At the end of the grassy headland, most of the villagers turned downhill to the quayside and the main village road. Merriman led Will straight ahead, to the higher road overlooking the harbour. Pausing to let a few other weary Greenwitch-makers pass, they crossed to the narrow grey-painted house that stood tallest of any in the terraced row. Merriman opened the front door, and they went in.

A long hallway stretched before them, hazy in the early-morning light. From an open door on their right Captain Toms said: “In here.”

It was a broad room of bookshelves, armchairs, pictures of sailing-ships; he sat in a leather armchair with his right leg outstretched. Its foot, wearing a carpet slipper over a bandage, was propped on a leather-padded footstool. “Gout,” said Captain Toms apologetically to Will. “Kicks up now and again, you know. Sign of a misspent youth, they say.
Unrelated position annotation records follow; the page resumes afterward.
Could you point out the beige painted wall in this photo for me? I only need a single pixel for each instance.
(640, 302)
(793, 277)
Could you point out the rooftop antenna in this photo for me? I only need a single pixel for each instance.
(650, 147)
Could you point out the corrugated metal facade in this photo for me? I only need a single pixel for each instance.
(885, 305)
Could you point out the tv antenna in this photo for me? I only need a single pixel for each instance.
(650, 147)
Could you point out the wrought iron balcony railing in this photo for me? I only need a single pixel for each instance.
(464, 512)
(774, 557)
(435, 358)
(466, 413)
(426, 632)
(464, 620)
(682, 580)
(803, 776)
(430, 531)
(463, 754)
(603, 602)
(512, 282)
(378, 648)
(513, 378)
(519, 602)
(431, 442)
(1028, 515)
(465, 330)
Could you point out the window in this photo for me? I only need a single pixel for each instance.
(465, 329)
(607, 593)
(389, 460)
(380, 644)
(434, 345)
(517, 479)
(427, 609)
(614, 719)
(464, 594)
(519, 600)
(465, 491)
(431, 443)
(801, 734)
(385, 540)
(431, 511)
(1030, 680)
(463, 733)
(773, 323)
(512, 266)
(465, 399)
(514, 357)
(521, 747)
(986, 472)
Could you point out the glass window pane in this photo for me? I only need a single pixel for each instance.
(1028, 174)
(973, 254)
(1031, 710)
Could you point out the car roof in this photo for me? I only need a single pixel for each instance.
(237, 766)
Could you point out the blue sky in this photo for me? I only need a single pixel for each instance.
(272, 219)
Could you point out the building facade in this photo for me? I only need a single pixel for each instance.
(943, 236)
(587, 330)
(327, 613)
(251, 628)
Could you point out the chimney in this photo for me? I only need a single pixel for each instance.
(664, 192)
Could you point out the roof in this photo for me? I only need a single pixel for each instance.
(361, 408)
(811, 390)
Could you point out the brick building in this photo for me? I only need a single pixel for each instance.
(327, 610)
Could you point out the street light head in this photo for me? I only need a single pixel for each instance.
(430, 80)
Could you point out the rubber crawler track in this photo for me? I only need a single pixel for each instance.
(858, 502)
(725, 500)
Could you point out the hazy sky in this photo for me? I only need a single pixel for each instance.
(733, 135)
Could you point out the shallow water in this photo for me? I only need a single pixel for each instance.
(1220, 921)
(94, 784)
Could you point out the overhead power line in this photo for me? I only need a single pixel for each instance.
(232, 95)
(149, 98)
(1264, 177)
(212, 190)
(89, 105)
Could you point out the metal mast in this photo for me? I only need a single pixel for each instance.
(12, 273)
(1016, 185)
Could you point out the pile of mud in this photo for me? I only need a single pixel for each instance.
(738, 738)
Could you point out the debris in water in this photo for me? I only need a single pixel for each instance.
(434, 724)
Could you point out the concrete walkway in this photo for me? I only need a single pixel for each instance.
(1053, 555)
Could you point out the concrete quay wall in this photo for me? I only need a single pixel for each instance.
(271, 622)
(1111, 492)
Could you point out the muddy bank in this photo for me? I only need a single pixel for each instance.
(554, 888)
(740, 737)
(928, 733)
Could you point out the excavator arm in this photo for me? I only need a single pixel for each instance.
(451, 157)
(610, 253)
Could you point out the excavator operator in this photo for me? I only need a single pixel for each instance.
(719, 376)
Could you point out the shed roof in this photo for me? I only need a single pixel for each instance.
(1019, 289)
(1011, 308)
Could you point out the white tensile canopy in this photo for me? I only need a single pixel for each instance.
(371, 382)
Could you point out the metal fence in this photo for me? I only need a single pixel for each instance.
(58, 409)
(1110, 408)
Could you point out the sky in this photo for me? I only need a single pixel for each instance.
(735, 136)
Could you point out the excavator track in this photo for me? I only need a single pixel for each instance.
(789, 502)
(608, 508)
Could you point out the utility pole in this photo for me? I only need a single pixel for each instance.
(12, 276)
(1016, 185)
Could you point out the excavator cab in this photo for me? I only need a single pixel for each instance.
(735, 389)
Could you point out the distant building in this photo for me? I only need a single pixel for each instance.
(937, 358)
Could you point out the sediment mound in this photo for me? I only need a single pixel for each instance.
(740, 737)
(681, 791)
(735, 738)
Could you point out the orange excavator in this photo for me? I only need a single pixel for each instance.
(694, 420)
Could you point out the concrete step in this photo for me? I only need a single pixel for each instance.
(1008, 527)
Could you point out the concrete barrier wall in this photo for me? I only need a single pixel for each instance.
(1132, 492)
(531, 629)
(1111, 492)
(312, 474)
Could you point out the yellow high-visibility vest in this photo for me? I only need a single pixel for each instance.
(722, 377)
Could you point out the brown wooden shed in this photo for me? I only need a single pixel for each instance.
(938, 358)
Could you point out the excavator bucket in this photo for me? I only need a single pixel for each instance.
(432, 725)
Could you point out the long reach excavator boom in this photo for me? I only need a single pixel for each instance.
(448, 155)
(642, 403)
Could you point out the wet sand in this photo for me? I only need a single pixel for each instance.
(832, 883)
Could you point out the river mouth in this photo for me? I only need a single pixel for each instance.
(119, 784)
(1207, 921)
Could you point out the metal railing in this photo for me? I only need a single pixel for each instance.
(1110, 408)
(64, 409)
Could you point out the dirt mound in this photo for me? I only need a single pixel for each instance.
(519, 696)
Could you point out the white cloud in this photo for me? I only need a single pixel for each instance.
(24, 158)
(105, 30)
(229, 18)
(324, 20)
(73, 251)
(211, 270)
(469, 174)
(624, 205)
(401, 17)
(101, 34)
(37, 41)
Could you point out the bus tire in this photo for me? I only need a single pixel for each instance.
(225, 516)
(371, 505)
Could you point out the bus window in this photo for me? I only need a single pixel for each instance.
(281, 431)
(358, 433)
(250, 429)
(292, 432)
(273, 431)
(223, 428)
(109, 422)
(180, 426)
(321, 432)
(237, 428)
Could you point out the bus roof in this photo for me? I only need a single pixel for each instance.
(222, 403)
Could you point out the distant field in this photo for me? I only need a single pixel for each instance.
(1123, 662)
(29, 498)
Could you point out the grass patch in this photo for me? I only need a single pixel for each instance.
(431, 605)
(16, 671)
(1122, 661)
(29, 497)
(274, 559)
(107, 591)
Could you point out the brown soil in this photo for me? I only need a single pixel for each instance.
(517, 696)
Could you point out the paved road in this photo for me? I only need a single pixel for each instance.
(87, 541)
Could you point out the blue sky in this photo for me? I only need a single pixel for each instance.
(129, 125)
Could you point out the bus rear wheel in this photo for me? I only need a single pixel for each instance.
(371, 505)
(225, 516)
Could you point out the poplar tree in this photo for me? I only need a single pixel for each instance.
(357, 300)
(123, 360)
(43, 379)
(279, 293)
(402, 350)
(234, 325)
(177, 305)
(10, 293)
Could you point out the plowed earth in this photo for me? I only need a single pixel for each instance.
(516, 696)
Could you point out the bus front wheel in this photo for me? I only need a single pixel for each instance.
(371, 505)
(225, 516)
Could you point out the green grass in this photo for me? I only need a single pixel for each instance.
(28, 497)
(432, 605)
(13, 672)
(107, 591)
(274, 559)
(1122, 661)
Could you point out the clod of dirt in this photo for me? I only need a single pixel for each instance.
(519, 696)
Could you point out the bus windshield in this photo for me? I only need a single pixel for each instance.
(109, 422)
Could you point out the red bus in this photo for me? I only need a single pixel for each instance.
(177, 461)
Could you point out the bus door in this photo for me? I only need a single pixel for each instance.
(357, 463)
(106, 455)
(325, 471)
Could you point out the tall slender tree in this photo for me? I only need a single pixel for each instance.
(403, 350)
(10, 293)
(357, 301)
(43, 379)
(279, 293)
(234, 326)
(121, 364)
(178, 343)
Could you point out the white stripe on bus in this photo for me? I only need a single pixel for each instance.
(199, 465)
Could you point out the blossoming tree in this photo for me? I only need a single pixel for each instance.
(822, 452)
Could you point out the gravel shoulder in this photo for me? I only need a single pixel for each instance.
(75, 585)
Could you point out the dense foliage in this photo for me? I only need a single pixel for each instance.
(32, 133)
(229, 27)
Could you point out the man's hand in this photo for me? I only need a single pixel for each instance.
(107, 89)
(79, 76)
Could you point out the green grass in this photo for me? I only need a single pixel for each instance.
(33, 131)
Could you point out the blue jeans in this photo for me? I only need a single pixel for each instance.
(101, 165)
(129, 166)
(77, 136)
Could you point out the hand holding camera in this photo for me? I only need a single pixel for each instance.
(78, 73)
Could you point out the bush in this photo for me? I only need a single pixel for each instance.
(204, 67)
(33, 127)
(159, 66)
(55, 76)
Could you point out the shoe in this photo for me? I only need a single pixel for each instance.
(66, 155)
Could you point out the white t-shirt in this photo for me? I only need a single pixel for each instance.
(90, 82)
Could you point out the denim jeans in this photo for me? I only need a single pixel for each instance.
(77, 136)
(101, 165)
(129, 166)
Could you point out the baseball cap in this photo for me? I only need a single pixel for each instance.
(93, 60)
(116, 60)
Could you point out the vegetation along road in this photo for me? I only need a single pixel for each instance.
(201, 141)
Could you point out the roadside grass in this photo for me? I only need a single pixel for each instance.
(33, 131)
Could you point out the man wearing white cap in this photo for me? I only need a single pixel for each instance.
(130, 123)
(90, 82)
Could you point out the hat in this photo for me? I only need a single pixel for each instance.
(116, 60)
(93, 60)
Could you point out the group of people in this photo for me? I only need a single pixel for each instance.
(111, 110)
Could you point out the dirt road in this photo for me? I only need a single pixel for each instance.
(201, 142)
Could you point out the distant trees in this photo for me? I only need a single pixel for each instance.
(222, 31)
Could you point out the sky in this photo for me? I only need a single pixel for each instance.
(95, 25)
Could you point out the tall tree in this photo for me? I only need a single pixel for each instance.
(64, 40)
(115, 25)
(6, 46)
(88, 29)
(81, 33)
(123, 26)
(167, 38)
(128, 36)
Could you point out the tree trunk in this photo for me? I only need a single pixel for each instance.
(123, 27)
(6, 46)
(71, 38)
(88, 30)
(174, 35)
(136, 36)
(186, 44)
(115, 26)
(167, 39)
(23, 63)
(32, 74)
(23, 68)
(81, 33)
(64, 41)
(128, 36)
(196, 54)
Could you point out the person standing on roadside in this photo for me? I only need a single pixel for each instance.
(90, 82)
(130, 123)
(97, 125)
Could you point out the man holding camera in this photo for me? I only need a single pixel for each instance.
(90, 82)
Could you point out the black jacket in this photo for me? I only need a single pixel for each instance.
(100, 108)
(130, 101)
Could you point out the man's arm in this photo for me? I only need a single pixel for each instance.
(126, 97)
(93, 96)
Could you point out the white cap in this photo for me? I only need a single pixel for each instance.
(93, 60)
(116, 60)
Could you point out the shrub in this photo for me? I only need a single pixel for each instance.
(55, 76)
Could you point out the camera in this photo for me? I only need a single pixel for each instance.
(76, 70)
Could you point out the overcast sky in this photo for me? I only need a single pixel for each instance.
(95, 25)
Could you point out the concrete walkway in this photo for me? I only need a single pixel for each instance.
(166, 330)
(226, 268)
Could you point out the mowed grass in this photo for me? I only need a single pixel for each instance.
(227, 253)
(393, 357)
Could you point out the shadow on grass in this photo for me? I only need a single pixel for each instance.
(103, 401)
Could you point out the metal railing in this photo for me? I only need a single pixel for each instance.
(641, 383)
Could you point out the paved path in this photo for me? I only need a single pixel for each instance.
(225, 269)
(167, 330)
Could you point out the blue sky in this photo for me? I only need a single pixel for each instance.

It immobilises me just as effectively as any gentleman of the Dark could do—if our friend had had any foresight, he needn't have bothered to grab poor Rufus.”

“That is a gift he lacks, I think.” Merriman spread-eagled himself on a long sofa, with a small sigh of relief. “I am not quite sure why, since he is clearly of some rank. Something he dares not exercise, perhaps? Anyway the theft of the grail, the attention paid to linking up with the children, and especially Barney—they all add up in the same direction.”